Weird, Wild Stuff to Be Found in Austin
(There is really an animatronic Lyndon Johnson in Austin. (Photo: Lauren Gerson)
By Max Gross
For years, Austin, Texas, has been the Canterbury Cathedral of music nerds — a site of pilgrimage and worship. Likewise, with the emergence of names like Paul Qui (of Qui), Tyson Cole (of Uchi) and Aaron Franklin (of Franklin’s), the city has become similarly revered by food nerds.
But what of us plain old nerdy nerds?
As it turns out, Austin — despite its youthful vibe, its music scene, its weirdness, its boozy and fattening temptations — is a fantastic city to geek out on a trove of Americana and Texas history.

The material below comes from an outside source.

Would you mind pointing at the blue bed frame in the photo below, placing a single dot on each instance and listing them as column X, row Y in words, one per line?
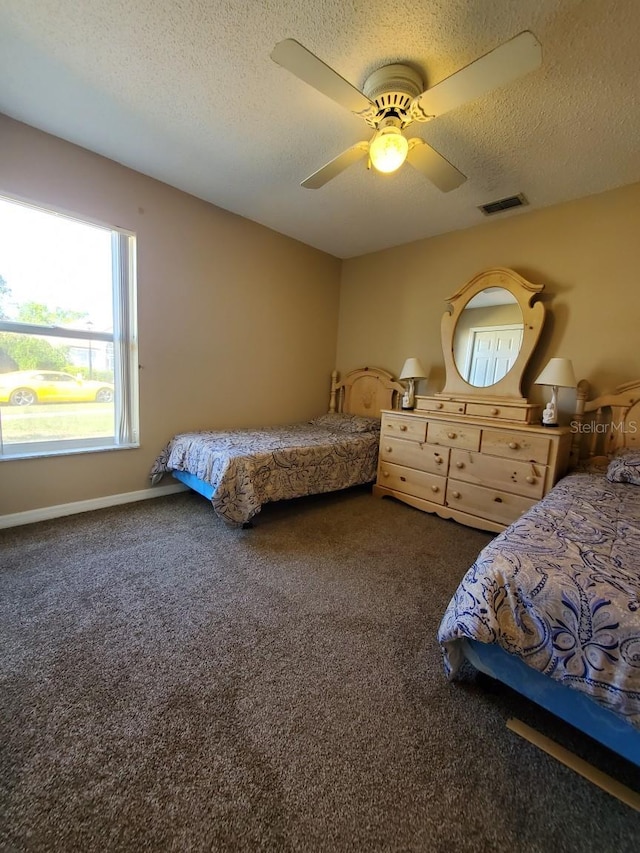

This year marks the 50th anniversary of the Civil Rights Act, and what better place to mark it than by visiting the library dedicated to the man who put the wheels of desegregation in motion?
Beyond the exhibits and artifacts, the LBJ Presidential Library is worth the price of admission if only for the animatronic version of the 37th president cracking (extremely corny) jokes.
The library is in a corner of the sprawling University of Texas campus, all within striking distance of a trove of Austin’s best museums.
The Harry Ransom Center, for instance, boasts Joseph Nicephore Niepce’s “View from the Window at La Gras” — one of the world’s first photographs (it was taken in 1826 or 1827, and is agreed to be the first photograph of a scene from nature) — and a Gutenberg Bible from the early 1450s (one of only 48 in existence and five in the US).
It’s just down the block from Bullock Texas State History Museum, which tells the history of the Lone Star State in a way that probably won’t bore the kids. There are rebuilt log cabins and teepees that original Indian tribes and settlers of the land used; and the history itself is pretty exciting, like the Battle of San Jacinto, which resulted in Santa Anna’s decisive defeat by the hands of Sam Houston in the Texas Revolution.
Nearby is the most prominent building in the city: the Texas State Capitol. “It’s taller than the Capitol Dome in Washington,” almost every Austinite will tell you. Finished in 1888, the capitol has a somewhat pink cast to it, owing to the red granite of the exterior. Free 45-minute tours are offered throughout the day, seven days a week.